As you already know by now, the Nationals tendered contracts to six of their seven arbitration-eligible players before Monday night's deadline, cutting ties only with reliever Doug Slaten.
You may not, however, have stayed up late enough to read a complete list of all the players non-tendered before midnight. Those players are now suddenly free agents and there for any other club to gobble up, including the Nationals.
Before we take a look at a few intriguing names who might pique Mike Rizzo's interest, we should note that the Rays did tender B.J. Upton a contract last night. So forget about the center fielder becoming available and signing with the Nationals this winter. (Upton, of course, still is scheduled to become a free agent after the 2012 season, so the Nats could try to sign him then. Or they could continue to try to work out a trade for him, though those talks have gone nowhere for two years now.)
Anyways, here are four players non-tendered by their clubs last night who could draw some interest from the Nationals...
LHP JOE SAUNDERS
The 30-year-old lefty didn't have a bad season by any stretch of the imagination, going 12-13 with a 3.69 ERA in 33 starts and posting a solid 1.307 WHIP for the Diamondbacks. But Saunders was a classic non-tender candidate, not because of his performance but because of his projected salary.

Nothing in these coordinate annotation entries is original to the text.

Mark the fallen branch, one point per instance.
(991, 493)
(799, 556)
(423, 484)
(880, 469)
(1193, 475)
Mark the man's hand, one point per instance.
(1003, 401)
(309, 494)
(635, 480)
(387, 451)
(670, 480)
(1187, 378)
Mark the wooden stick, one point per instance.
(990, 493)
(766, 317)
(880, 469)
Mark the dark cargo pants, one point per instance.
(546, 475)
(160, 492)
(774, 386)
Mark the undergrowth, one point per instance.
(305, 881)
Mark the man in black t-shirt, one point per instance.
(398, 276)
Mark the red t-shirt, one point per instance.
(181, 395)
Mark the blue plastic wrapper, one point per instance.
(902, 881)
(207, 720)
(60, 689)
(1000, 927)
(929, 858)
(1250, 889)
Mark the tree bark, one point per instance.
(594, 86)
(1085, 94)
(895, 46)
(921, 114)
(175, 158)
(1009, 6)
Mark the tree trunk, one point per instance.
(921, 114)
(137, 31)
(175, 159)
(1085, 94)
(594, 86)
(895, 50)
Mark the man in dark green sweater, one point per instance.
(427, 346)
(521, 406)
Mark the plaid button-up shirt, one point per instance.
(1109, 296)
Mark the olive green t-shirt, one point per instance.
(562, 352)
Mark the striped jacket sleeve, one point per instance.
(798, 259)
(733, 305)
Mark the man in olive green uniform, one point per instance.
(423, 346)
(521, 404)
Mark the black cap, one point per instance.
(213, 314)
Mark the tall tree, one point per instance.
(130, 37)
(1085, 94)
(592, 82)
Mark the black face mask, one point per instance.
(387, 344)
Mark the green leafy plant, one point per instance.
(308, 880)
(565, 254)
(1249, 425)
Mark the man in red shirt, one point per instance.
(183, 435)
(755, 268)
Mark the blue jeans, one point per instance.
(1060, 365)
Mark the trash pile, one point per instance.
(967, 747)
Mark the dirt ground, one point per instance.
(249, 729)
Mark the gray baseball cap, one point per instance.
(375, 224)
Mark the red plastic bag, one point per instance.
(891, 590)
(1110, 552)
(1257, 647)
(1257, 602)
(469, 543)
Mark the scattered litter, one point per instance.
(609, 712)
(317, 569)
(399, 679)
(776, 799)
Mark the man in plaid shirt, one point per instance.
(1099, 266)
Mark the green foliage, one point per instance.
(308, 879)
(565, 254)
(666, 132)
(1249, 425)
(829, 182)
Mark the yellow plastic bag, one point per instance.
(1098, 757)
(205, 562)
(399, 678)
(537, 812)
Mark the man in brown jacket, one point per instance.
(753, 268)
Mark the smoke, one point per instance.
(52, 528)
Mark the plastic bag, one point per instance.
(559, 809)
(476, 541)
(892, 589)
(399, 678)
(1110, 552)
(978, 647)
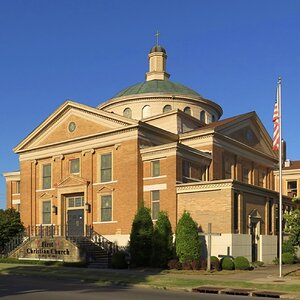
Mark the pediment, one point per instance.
(72, 181)
(46, 196)
(249, 131)
(70, 122)
(105, 189)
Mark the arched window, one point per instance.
(187, 110)
(202, 116)
(127, 113)
(146, 112)
(167, 108)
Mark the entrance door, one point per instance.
(76, 222)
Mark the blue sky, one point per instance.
(231, 52)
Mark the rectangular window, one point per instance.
(47, 176)
(17, 187)
(227, 169)
(77, 201)
(292, 189)
(246, 175)
(155, 168)
(106, 208)
(236, 212)
(74, 166)
(155, 203)
(106, 168)
(46, 212)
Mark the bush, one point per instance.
(162, 241)
(174, 264)
(288, 258)
(141, 238)
(241, 263)
(215, 263)
(288, 247)
(227, 263)
(188, 245)
(118, 260)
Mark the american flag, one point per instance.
(276, 137)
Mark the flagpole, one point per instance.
(280, 175)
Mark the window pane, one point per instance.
(74, 167)
(106, 167)
(47, 212)
(155, 168)
(106, 208)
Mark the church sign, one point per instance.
(57, 249)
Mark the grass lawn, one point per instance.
(150, 278)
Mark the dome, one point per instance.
(157, 86)
(158, 48)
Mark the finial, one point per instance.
(157, 35)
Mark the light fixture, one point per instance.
(87, 207)
(54, 209)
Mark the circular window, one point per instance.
(72, 126)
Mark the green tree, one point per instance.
(141, 237)
(162, 241)
(293, 226)
(188, 245)
(10, 225)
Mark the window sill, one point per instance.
(106, 222)
(107, 182)
(155, 177)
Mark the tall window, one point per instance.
(106, 208)
(17, 187)
(155, 168)
(187, 110)
(106, 167)
(167, 108)
(155, 199)
(127, 113)
(146, 112)
(292, 188)
(236, 212)
(74, 166)
(227, 165)
(202, 116)
(46, 176)
(46, 213)
(246, 173)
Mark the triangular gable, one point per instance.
(72, 180)
(248, 130)
(70, 121)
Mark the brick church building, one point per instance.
(157, 142)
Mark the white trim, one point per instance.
(45, 190)
(107, 182)
(107, 222)
(155, 177)
(155, 187)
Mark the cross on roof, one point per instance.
(157, 36)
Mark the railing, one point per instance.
(100, 240)
(14, 243)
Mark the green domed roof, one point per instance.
(157, 86)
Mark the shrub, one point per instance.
(288, 247)
(162, 241)
(141, 238)
(188, 245)
(174, 264)
(215, 263)
(227, 263)
(241, 263)
(118, 260)
(288, 258)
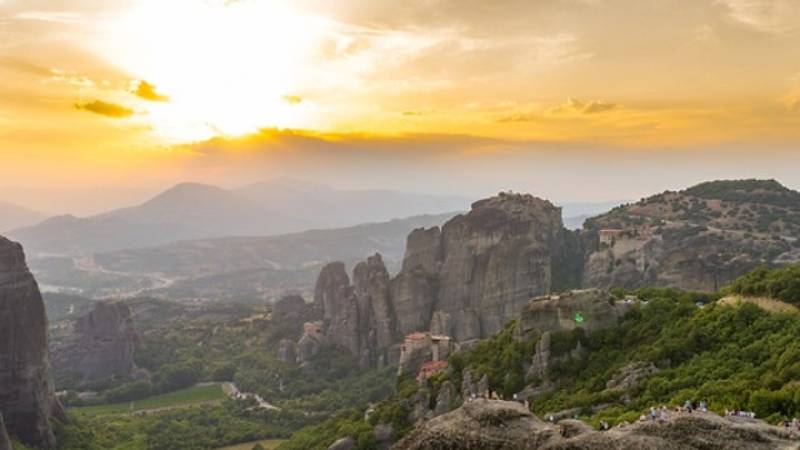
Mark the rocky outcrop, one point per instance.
(102, 348)
(495, 425)
(291, 309)
(630, 375)
(507, 250)
(588, 309)
(700, 238)
(287, 351)
(376, 317)
(5, 441)
(27, 401)
(346, 443)
(420, 348)
(310, 343)
(334, 296)
(465, 280)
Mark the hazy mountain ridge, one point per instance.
(14, 216)
(232, 267)
(196, 211)
(700, 238)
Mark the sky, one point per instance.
(573, 100)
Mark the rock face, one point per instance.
(290, 309)
(310, 343)
(465, 280)
(701, 238)
(103, 347)
(27, 401)
(507, 250)
(5, 441)
(589, 309)
(495, 425)
(287, 351)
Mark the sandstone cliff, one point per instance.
(102, 346)
(487, 424)
(27, 401)
(5, 441)
(701, 238)
(465, 280)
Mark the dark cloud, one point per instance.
(25, 66)
(592, 107)
(520, 117)
(105, 109)
(148, 92)
(596, 107)
(293, 99)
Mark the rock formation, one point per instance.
(287, 351)
(310, 343)
(588, 309)
(701, 238)
(5, 441)
(27, 401)
(419, 348)
(488, 424)
(291, 309)
(465, 280)
(102, 347)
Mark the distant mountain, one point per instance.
(197, 211)
(574, 214)
(700, 238)
(13, 216)
(245, 268)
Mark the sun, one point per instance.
(228, 67)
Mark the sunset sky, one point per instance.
(569, 99)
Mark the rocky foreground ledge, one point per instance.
(496, 425)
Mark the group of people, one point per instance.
(690, 405)
(655, 414)
(739, 413)
(791, 425)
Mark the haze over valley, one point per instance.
(417, 225)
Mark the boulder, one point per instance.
(630, 375)
(27, 400)
(287, 351)
(384, 434)
(310, 343)
(290, 308)
(496, 425)
(479, 424)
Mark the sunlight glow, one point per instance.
(228, 67)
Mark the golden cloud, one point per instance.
(148, 92)
(105, 109)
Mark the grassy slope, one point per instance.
(203, 393)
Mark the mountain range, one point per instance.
(197, 211)
(13, 216)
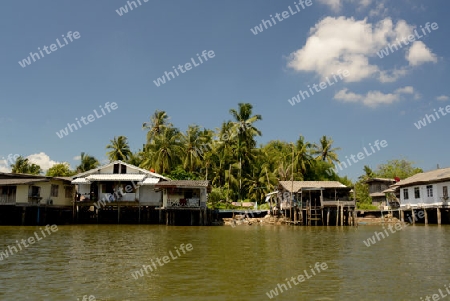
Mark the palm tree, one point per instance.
(87, 163)
(193, 147)
(158, 122)
(325, 151)
(120, 150)
(163, 154)
(246, 131)
(302, 159)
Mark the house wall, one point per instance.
(45, 193)
(436, 199)
(148, 196)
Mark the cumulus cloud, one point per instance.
(42, 159)
(442, 98)
(336, 5)
(346, 43)
(372, 98)
(419, 54)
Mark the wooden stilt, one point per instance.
(438, 215)
(337, 216)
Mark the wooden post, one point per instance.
(337, 215)
(439, 215)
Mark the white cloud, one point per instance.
(373, 98)
(442, 98)
(42, 159)
(419, 54)
(390, 76)
(336, 5)
(346, 43)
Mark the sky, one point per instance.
(262, 52)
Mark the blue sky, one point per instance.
(117, 58)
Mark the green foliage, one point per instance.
(179, 173)
(60, 170)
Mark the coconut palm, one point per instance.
(164, 152)
(158, 122)
(87, 163)
(119, 149)
(325, 152)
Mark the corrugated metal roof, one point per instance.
(4, 182)
(81, 181)
(116, 177)
(287, 185)
(437, 175)
(150, 181)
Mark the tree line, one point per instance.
(227, 156)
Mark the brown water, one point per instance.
(242, 263)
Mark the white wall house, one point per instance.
(23, 189)
(119, 182)
(428, 189)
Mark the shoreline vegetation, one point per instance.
(229, 157)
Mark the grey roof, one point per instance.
(4, 182)
(438, 175)
(183, 183)
(298, 185)
(141, 170)
(380, 180)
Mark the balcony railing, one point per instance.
(189, 203)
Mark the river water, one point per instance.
(224, 263)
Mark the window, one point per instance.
(417, 192)
(68, 191)
(430, 191)
(54, 191)
(406, 194)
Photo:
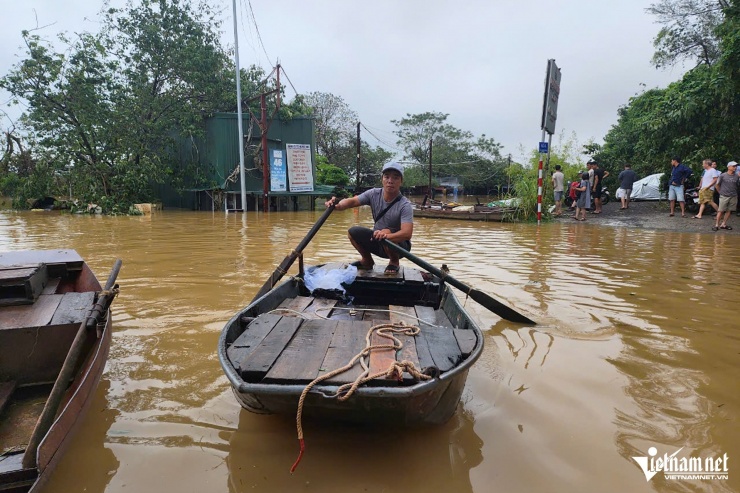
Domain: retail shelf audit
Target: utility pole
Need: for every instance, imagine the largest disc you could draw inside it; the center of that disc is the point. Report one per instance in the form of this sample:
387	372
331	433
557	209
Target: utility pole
359	149
431	192
508	173
265	167
242	177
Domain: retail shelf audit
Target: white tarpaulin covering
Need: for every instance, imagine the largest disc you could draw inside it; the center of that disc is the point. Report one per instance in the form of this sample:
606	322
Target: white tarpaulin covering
648	188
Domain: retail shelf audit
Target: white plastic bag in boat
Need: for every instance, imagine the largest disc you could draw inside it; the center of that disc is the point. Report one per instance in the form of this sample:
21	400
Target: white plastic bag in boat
329	278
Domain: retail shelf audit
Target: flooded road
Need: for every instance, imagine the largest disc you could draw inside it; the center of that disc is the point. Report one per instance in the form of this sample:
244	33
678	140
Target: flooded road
638	346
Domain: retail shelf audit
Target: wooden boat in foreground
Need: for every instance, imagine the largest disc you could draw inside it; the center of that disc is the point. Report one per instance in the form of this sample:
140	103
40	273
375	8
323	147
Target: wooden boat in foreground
272	349
51	306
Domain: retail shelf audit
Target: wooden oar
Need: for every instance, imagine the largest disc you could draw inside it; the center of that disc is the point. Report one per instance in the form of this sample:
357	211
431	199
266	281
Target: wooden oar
48	415
282	269
495	306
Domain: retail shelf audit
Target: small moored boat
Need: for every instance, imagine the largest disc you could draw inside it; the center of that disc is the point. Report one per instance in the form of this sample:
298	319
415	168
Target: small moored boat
289	337
55	332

After making 5.5 million through arbitration, Saunders would have been in line to receive a salary bump up to 7 million or even 8 million. The D'backs didn't think he was worth that much money, so they cut him loose.
Would the Nationals be interested? Well, Saunders' numbers may not quite mimic Mark Buehrle's, but he has averaged 32 starts and 199.8 innings pitched each of the last four seasons, and he has postseason experience both with the Diamondbacks and Angels. He's also a local boy, having been born in Falls Church, gone to high school at West Springfield and pitched in college at Virginia Tech.
There could be some significant competition for Saunders, who could command a multi-year contract. But he'd certainly come cheaper than Buehrle while putting up nearly comparable numbers.
2BSS RYAN THERIOT
When's the last time the starting second baseman for the defending World Series champions got unceremoniously dumped the way Theriot was by the Cardinals last night? OK, so he hit .077 in that World Series, but the 32-year-old remains a solid middle infielder with a career .282 average and .344 on-base percentage.
Theriot would certainly have some value to the Nationals, who would love to add a veteran middle infielder who could mentor Ian Desmond and Danny Espinosa and give both guys occasional days off. But you've got to believe some club out there is going to offer Theriot a chance to play every day. That wouldn't be the case here, so it's probably a pipe dream.
INF JEFF KEPPINGER
This guy might make more sense for the Nationals. The 31-year-old Keppinger has started 511 big-league games, but he's versatile enough to play anywhere in the infield and he could slot in nicely here as a super-utility guy who can give Desmond, Espinosa and Ryan Zimmerman the occasional breather.
Keppinger is a solid offensive player, too, boasting a career .281 average and .332 on-base percentage, though his numbers were down a bit this season (.277 and .300) in Houston and San Francisco.
LHP JOSE MIJARES
After non-tendering Slaten last night, the Nationals could be in the market for a new lefty specialist in the bullpen. Mijares, who was cut loose by the Twins, would be worth a look.
The 27-year-old had a down year in Minnesota, posting a 4.59 ERA in 58 games and dealing with some nagging (though not serious) injuries. Mijares, though, owned a 2.49 ERA and 1.137 WHIP over his previous three seasons, and he holds left-handed batters to a .212 average and .276 on-base percentage.